The two main devices (symbols) in the A’Court blazon are the paly and eagle. The three main tinctures (colors) are azure, argent and or .
The bright, strong blue color in Heraldry is known in English as azure, and similarly in other European languages – azul in Spanish, azurro in Italian and azur in French. The word has its roots in the Arabic word lazura, also the source of the name of the precious stone lapis lazuli 1. Despite this, those heralds who liked to associate colours with jewels chose instead to describe blue as Sapphire. According to Wade, the use of this colour symbolises “Loyalty and Truth” 2.
Argent is the heraldic metal Silver and is usually shown as very pure white. It is also known more poetically as pearl, moon (or luna) 3. In a sketch or drawing it is represented by plain, unmarked paper 4.
Or is the heraldic metal Gold, often shown as a bold, bright yellow colour. It is said to show “Generosity and elevation of the mind” 5. Later heralds, of a more poetic nature liked to refer to it as Topaz, after the gemstone, and, for obvious reasons associated it with the Sun 6. In drawings without colour it is usually represented by many small dots, or by the letter ‘O’ 7.
Play is what is known as a treatment, a regular patterning, usually over the whole background of the shield. The word comes from the pale, the major vertical stripe that appears on some shields, paly is obvious its little cousin, consisting of, typically, 6 or more vertical stripes, alternately coloured 8. The stripes can be any combination of the heraldic tinctures, an early example is that of GURNEY, being simply paly of six, or and argent. Paly can be combined with other effects, such as decorative edges on each stripe, or overlaid with other treatments such as bendy, and these can be very effective and pleasing to the eye 9.
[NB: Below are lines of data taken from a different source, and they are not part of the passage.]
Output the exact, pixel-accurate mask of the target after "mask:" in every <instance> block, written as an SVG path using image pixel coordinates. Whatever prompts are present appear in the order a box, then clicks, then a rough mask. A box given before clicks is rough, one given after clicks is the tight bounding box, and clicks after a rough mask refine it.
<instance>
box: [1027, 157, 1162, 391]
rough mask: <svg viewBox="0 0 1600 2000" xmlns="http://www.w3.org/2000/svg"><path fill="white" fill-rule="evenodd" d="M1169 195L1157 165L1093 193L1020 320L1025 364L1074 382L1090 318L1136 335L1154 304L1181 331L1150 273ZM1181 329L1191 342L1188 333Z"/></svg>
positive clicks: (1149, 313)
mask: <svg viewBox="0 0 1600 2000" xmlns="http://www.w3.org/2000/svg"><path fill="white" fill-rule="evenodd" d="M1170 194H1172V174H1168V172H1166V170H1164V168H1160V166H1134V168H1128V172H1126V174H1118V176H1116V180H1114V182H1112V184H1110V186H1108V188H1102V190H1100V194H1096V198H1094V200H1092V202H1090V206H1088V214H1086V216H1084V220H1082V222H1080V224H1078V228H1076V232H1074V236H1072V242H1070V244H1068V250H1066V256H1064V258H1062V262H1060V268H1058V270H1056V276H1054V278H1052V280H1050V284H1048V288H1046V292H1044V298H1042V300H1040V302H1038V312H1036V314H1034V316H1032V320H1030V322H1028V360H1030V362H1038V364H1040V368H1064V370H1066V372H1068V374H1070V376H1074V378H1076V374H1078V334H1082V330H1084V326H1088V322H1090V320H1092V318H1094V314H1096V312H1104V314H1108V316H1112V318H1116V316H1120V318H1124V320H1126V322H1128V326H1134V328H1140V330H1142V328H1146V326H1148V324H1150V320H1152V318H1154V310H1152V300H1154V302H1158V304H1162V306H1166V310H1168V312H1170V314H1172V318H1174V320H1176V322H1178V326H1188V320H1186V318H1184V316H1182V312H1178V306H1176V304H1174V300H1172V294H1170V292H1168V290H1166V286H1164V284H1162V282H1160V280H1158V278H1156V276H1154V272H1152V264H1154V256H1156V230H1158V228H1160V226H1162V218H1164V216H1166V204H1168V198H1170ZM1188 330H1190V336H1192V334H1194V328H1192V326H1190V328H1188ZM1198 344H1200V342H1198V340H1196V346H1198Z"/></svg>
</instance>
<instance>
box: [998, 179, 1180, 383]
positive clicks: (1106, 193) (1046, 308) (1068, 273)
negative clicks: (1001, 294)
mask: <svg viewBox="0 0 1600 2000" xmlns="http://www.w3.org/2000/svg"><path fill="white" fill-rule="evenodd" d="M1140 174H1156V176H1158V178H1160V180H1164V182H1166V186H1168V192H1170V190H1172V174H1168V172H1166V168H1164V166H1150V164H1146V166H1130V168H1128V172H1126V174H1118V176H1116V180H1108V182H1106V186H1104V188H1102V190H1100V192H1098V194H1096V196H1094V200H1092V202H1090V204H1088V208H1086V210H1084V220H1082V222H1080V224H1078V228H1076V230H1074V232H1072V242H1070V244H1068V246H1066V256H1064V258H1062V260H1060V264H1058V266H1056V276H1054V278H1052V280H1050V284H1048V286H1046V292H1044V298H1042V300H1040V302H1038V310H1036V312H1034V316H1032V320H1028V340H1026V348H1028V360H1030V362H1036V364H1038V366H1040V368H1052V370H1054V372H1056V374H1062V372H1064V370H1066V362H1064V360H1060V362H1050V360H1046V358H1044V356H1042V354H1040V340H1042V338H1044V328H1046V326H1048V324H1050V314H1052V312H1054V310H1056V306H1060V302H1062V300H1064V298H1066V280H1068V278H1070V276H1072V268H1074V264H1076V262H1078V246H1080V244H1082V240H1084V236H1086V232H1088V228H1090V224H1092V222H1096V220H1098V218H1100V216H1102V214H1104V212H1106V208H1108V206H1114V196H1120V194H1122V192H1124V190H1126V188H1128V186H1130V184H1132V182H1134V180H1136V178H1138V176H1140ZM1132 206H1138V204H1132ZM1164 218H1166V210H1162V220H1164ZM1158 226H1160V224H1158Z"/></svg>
Where the lion is undisputed king of the animals, the eagle undoubtedly plays the same role in the realm of the birds, its use in this form dating back to at least the Roman period 10. They tend to be illustrated in quite some detail, especially in continental European arms, and have almost as wide variety of postures and accessories as the lion, well illustrated in the reference 11 as well as being just the eagle’s head or eagle’s leg. The symbology of the eagle is deep and complex, Wade devotes several pages to the subject 12, but suffice it say that it has long been associated with Empire and those held in high honour – any armiger would be pleased to have any form of Eagle upon their arms!